Three specific breeds fit into the broad category of a “pit bull,” which include the Staffordshire bull terrier, American pit bull terrier and American Staffordshire terrier.

Because of popular assumptions made about the breeds, pit bulls become difficult to put up for adoption, Durand said. Many apartment complexes and neighborhoods prohibit ownership, and if an animal has not been socialized at a young age, aggression later in life becomes an issue.

“Socializing dogs at an early age is important so they are comfortable with a lot of different scenarios when they are older,”said Aaron Ogden, president of Guardian Pit Bull Rescue, based in The Woodlands. “It is a big factor in aggression.”

Ogden specializes in rescuing and training pit bulls for adoption. His company is foster-based, so it places pit bulls in homes with various dynamics, including those with young children.

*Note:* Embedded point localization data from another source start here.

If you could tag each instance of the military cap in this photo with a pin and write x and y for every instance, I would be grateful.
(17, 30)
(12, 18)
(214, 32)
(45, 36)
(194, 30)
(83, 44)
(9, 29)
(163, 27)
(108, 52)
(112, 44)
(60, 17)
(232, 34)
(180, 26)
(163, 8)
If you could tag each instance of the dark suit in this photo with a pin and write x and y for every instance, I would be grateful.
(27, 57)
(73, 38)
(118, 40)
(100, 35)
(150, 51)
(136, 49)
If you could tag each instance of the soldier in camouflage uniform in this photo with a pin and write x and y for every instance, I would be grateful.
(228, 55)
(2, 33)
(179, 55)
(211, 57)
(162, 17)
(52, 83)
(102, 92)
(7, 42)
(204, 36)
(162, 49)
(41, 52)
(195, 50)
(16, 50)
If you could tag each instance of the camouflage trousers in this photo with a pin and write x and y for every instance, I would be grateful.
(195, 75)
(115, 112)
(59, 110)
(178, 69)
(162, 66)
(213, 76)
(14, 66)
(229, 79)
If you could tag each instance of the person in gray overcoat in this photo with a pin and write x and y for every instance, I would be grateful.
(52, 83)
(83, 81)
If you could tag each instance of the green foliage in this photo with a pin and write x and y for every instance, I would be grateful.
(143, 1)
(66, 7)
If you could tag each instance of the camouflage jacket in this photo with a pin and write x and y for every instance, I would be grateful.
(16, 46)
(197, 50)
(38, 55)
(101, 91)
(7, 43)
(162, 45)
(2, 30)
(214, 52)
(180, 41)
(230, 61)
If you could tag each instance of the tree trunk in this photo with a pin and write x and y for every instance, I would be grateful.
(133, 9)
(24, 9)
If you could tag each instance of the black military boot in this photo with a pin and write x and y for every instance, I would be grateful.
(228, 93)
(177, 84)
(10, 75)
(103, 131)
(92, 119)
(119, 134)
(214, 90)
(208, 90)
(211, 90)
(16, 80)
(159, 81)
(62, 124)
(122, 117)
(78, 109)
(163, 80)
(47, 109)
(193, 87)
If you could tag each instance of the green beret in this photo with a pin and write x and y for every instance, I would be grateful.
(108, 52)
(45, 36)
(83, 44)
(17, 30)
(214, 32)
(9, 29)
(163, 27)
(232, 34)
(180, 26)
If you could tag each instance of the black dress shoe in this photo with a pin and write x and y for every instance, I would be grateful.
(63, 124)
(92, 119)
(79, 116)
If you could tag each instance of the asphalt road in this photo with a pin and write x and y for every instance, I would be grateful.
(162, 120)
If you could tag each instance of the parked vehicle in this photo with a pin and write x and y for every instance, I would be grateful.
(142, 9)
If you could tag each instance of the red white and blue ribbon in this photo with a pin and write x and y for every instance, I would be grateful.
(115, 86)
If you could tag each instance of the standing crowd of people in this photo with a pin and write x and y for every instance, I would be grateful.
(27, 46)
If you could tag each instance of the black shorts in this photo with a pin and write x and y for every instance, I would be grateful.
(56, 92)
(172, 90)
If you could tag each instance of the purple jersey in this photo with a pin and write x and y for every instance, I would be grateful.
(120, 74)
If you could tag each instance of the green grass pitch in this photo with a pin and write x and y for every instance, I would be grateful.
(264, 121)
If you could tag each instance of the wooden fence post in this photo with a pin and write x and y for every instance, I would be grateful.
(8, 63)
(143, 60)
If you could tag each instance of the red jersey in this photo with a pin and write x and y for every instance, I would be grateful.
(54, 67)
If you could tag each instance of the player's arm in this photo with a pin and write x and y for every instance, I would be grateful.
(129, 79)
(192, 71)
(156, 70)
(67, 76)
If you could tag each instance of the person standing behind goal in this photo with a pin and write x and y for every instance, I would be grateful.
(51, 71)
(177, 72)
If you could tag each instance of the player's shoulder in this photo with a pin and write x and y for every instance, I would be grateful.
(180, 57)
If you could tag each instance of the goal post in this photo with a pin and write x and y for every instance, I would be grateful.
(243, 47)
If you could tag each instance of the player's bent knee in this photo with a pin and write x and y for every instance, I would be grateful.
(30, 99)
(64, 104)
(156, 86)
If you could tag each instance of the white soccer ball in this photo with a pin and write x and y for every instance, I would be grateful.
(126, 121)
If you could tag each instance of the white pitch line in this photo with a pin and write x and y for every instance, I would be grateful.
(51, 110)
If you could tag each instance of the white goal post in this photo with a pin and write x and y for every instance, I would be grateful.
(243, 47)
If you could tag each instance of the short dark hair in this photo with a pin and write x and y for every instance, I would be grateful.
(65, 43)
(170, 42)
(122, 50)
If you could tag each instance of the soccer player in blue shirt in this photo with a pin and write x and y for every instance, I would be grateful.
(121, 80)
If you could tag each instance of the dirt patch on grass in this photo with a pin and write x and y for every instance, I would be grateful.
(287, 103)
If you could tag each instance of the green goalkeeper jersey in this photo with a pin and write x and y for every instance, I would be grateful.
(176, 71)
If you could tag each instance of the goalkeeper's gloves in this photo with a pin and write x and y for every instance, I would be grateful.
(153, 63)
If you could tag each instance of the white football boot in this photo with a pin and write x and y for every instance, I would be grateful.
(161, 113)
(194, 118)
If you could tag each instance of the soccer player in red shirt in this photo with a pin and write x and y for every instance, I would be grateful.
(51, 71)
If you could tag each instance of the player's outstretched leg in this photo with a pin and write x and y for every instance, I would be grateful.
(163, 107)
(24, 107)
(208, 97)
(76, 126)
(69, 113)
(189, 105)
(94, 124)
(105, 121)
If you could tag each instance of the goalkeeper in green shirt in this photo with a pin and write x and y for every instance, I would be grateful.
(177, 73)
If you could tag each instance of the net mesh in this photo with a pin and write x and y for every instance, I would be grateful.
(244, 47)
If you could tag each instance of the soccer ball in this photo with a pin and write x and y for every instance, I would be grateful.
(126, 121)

The breed is “dynamic,” Ogden said, and the dogs are strong and loyal. But it’s those qualities that also attract some owners to breed them for fighting and to train them to act in an overly aggressive state.

“People who want to do those wrong things,” he said, “take those traits and use them badly.”

Frequent abuse of pit bull breeding results in an overpopulation of the animal, Durand said, and with the increasing number of dogs,“you’re going to have some bad ones.”

“The bossy, alpha dogs are the ones left over from litters and over-breeding,” she said. They are also very prey-driven; they want to go after something.”


Such characteristics make the dog difficult to adopt out, but Montgomery County Animal Control Supervisor Joseph Guidry insists these characteristics can exist in any breed.

“Some of the nicest dogs I’ve seen are pit bulls, and some of the meanest are pit bulls,” he said. “A dog’s temperament is what the owners want it to have.”